フローチャートとは、作業や処理の流れを図で見える化したものです。

作業を順番に並べ、矢印でつなぎ、必要に応じて判断や分岐を加えることで、業務全体の流れを視覚的に表現します。

例えば、システムの処理であれば、

「データを受信する」

「データをチェックする」

「問題がなければ登録する」

という流れを図として表現できます。

文章だけで説明するよりも、どの作業がどの順番で行われ、どこで判断が分かれるのかを理解しやすくなります。

フローチャートとは

フローチャートは、英語のFlowchartに由来する言葉です。

「Flow」は流れ、「Chart」は図表を意味します。

つまり、フローチャートは「流れを図にしたもの」と考えることができます。

業務手順、システム処理、意思決定、障害対応など、さまざまな場面で利用できます。

例えば、業務の流れを文章だけで説明すると、

  • 申請書を作成する
  • 上司に提出する
  • 上司が内容を確認する
  • 問題がなければ承認する
  • 問題があれば申請者に戻す

という説明になります。

これをフローチャートにすると、作業の順番や「承認されたか?」という判断による分岐を一目で確認できます。

フローチャートを使うメリット

業務の全体像を理解しやすくなる

複雑な業務でも、作業を順番に並べて図にすることで、全体の流れを把握しやすくなります。
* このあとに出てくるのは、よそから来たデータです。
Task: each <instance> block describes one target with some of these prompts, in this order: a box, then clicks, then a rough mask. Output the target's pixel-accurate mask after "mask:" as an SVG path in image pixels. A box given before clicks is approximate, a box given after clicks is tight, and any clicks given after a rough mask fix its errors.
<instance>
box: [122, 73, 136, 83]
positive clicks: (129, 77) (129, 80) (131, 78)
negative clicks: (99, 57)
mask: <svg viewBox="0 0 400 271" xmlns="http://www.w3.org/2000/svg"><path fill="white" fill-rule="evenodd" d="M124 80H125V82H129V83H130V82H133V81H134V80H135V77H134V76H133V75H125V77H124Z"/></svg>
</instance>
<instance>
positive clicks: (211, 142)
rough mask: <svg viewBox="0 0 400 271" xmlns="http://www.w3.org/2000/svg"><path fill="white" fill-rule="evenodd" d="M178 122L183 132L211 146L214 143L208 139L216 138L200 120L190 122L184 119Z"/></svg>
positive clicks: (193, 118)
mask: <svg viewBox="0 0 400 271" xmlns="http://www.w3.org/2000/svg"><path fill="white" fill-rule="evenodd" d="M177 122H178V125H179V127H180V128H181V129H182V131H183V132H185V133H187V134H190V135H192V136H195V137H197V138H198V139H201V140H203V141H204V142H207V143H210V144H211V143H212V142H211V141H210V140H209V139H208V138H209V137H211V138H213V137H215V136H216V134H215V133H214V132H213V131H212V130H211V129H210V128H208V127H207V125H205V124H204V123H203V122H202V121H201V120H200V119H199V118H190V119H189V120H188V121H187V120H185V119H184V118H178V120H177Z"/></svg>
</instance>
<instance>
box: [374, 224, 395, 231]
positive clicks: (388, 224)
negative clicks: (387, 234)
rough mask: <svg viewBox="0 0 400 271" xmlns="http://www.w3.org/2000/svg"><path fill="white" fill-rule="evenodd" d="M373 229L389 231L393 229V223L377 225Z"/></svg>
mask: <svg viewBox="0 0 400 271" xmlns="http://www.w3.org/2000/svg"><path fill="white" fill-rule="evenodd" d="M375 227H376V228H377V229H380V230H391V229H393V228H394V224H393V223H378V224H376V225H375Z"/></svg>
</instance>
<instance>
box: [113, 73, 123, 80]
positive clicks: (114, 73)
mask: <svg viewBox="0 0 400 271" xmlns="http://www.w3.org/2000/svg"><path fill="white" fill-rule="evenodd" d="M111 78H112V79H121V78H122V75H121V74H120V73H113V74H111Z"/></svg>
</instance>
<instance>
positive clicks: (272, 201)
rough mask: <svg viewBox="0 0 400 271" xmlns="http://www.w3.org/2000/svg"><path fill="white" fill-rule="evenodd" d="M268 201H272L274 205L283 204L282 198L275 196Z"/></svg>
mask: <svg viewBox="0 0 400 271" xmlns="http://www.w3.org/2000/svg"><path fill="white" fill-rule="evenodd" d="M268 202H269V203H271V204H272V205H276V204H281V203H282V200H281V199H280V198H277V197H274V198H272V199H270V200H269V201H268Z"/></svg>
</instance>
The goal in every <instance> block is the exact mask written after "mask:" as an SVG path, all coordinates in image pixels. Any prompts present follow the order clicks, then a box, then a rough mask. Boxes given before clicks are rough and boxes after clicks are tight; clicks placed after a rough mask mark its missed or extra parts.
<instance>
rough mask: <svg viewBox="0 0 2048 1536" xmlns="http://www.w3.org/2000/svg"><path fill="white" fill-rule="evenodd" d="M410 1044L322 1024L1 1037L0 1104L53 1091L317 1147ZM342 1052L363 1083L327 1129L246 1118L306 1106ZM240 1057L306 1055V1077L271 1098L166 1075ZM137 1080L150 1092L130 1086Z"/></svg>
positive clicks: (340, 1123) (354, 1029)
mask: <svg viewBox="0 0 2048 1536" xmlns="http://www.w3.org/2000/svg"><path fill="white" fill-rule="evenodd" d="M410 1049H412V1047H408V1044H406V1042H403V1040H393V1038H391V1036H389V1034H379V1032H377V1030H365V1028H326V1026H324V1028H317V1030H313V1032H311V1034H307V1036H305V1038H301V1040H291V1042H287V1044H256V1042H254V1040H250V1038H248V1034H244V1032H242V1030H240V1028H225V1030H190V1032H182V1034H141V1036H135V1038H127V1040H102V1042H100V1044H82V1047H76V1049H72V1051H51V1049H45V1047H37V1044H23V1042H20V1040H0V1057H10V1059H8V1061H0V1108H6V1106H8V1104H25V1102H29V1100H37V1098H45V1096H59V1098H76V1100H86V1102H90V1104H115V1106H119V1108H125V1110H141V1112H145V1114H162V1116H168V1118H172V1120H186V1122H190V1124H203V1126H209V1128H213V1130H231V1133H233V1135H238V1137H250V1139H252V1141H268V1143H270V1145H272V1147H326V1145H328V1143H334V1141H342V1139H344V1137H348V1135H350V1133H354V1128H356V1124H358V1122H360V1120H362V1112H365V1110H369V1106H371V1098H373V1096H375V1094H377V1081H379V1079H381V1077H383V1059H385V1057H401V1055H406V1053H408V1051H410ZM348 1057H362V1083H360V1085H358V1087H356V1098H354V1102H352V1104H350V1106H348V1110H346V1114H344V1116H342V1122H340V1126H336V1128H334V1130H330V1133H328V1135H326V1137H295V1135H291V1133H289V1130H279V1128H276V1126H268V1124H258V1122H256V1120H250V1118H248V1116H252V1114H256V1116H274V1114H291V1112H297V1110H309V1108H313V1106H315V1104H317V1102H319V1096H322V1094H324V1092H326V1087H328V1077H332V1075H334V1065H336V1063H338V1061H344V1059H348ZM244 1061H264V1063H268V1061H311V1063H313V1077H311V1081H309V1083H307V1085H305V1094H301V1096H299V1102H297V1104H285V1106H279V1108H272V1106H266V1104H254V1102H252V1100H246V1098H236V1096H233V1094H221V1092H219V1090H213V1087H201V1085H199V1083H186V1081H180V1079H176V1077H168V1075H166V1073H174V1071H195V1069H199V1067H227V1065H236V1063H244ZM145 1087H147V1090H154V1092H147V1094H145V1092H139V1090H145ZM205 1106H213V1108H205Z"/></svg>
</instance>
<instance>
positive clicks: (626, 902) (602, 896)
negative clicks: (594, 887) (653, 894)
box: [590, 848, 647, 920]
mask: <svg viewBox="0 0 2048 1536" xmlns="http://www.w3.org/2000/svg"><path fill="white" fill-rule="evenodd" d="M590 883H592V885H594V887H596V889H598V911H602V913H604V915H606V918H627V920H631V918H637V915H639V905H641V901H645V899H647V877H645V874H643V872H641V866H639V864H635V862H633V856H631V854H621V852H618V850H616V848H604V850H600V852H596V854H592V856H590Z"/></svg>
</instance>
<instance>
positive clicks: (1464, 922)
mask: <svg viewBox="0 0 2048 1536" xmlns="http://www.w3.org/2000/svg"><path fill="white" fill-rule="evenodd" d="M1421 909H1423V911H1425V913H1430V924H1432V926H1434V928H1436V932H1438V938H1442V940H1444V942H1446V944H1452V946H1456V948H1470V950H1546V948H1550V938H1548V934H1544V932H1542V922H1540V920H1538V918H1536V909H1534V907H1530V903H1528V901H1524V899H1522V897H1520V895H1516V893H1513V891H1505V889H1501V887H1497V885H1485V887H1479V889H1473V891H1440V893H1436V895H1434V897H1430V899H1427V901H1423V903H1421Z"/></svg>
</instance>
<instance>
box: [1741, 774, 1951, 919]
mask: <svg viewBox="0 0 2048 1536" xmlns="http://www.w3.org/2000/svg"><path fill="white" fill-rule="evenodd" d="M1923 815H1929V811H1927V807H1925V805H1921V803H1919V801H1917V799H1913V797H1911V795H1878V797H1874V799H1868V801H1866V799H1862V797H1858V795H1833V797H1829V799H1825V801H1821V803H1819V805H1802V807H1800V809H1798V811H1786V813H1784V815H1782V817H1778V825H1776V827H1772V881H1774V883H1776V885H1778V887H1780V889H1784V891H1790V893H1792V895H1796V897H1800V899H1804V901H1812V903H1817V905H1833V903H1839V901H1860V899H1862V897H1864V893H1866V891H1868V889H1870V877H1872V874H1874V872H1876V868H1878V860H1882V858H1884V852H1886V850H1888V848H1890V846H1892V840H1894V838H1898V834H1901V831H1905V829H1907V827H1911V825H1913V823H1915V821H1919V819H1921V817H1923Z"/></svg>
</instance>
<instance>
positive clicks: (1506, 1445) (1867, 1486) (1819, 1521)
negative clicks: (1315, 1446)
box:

特に、新しくプロジェクトに参加したメンバーや新人に業務を説明するときに役立ちます。

認識の違いを発見できる

同じ業務を担当していても、人によって作業の順番や判断方法が異なることがあります。

フローチャートを作成して関係者で確認することで、

  • 作業の順番が違う
  • 判断条件の認識が違う
  • 担当者の認識が違う
  • 作業が抜けている

といった認識の違いを発見できます。

業務上の問題を発見しやすくなる

業務を図にすると、文章では気づきにくかった問題が見えてくることがあります。

  • 同じ作業を何度も行っている
  • 不要な承認が存在する
  • 作業が特定の担当者に集中している
  • 待ち時間が長い
  • 手作業が多い

このような問題を発見することで、業務改善につなげることができます。

フローチャートの基本記号

フローチャートでは、目的に応じてさまざまな記号を使用します。

まずは、基本的な記号を覚えておけば十分です。

開始・終了

処理の開始や終了を表します。

例えば、

  • 業務開始
  • 処理開始
  • 処理終了

などを表現します。

処理

実際に行う作業や処理を表します。

例えば、

  • データを入力する
  • 申請書を作成する
  • メールを送信する
  • データを登録する

などです。

判断

条件によって処理が分岐することを表します。

例えば、

  • 承認されたか?
  • エラーが発生したか?
  • 条件を満たしているか?

などです。

「YES」「NO」などの条件によって、異なる処理へ進みます。

矢印

処理が進む方向や順番を表します。

フローチャートでは、基本的に上から下、または左から右へ流れるようにすると、読みやすくなります。

フローチャートの書き方

フローチャートを作るときは、いきなり図を描き始めるのではなく、まず何を整理したいのかを明確にします。

ステップ1:目的を決める

最初に、何のためにフローチャートを作るのかを決めます。

例えば、

  • 業務手順を整理する
  • 新人に業務を説明する
  • システム処理を整理する
  • 障害の原因を分析する
  • 業務改善のポイントを探す

などです。

目的によって、必要な情報の細かさも変わります。

ステップ2:作業を洗い出す

次に、対象となる業務で実際に行われている作業を洗い出します。

例えば、申請業務なら、

  • 申請書を作成
  • 申請
  • 上司が確認
  • 承認
  • 申請者へ通知

などを洗い出します。

ステップ3:作業を順番に並べる

洗い出した作業を、実際に行われる順番に並べます。

ここで重要なのは、「本来どうあるべきか」ではなく「実際にはどう行われているか」を確認することです。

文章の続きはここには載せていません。